What were Lincoln’s general plans for Reconstruction?
Lincoln's overall approach to Reconstruction was gradual and inclusive. For Lincoln, the most important thing of all was to keep the Union from breaking apart. It was his prime motivation in conducting the Civil War, and it was uppermost in his mind when thinking about what would happen at the war's end. As a result, Lincoln wanted to incorporate the Confederate states back into the Union over a period of time. At no point did he look upon the South as an enemy needing to be punished. They were to be defeated, yes, but not punished.
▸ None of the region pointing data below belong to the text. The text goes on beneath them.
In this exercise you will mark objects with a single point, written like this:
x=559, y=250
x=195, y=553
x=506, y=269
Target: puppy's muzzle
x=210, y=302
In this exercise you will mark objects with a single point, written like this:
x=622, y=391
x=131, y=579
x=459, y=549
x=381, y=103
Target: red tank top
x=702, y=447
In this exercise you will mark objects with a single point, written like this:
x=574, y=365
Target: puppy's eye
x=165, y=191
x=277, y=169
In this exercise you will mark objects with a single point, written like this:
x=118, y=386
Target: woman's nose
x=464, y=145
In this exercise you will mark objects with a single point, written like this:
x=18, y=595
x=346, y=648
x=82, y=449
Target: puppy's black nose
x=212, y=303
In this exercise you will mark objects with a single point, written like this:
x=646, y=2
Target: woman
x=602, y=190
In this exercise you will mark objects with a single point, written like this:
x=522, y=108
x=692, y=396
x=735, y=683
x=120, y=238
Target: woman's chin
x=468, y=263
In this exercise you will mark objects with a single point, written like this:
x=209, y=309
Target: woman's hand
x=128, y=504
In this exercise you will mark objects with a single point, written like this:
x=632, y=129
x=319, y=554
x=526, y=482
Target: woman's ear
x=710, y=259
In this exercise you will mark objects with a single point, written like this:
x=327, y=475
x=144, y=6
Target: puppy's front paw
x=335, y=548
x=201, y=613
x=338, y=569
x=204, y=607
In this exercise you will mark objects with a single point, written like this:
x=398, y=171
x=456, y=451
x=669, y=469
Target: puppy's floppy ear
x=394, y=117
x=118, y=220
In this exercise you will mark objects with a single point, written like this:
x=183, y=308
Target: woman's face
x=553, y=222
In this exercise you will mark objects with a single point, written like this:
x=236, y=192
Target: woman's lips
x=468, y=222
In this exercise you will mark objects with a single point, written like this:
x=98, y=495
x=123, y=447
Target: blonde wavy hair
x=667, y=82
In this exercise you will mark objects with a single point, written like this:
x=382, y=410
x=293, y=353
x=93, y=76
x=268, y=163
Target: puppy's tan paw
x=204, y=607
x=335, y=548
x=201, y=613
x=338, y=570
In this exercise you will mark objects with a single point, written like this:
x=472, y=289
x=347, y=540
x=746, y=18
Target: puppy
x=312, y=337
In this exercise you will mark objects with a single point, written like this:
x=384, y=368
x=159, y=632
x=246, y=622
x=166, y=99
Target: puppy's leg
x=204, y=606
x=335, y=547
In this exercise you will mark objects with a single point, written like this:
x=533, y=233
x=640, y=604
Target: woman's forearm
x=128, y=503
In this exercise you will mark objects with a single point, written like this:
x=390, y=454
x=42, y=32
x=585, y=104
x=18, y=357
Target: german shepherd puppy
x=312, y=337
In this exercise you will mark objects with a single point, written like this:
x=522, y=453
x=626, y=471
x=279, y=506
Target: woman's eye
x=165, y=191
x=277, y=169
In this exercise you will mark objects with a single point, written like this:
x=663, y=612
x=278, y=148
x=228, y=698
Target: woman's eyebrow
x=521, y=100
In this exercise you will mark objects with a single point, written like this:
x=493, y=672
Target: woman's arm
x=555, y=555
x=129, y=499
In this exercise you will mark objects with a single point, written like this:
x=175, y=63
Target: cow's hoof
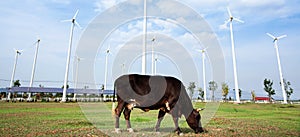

Lincoln's approach to Reconstruction was encapsulated in the so-called "Ten Percent Plan." Under these proposals, rebel states would be allowed back into the Union if ten percent of its 1860 vote agreed to pledge allegiance to the Union and also abide by Emancipation.
Radical Republicans were sharply critical of Lincoln's plan. For one thing, they felt it was way too lenient; Lincoln seemed to forget that the rebels were criminals, guilty of open sedition against the legitimate authorities. As such, they should be treated as criminals and subjected to the appropriate punishment.
Lincoln's Reconstruction plans also did not involve the kind of root and branch change in Southern politics and society that the Radical Republicans demanded. The same kind of people with the same kind of prejudices would be left in charge of government at the statewide level with potentially disastrous consequences not just for the integrity of the United States, but also for the equality and civil rights of African Americans.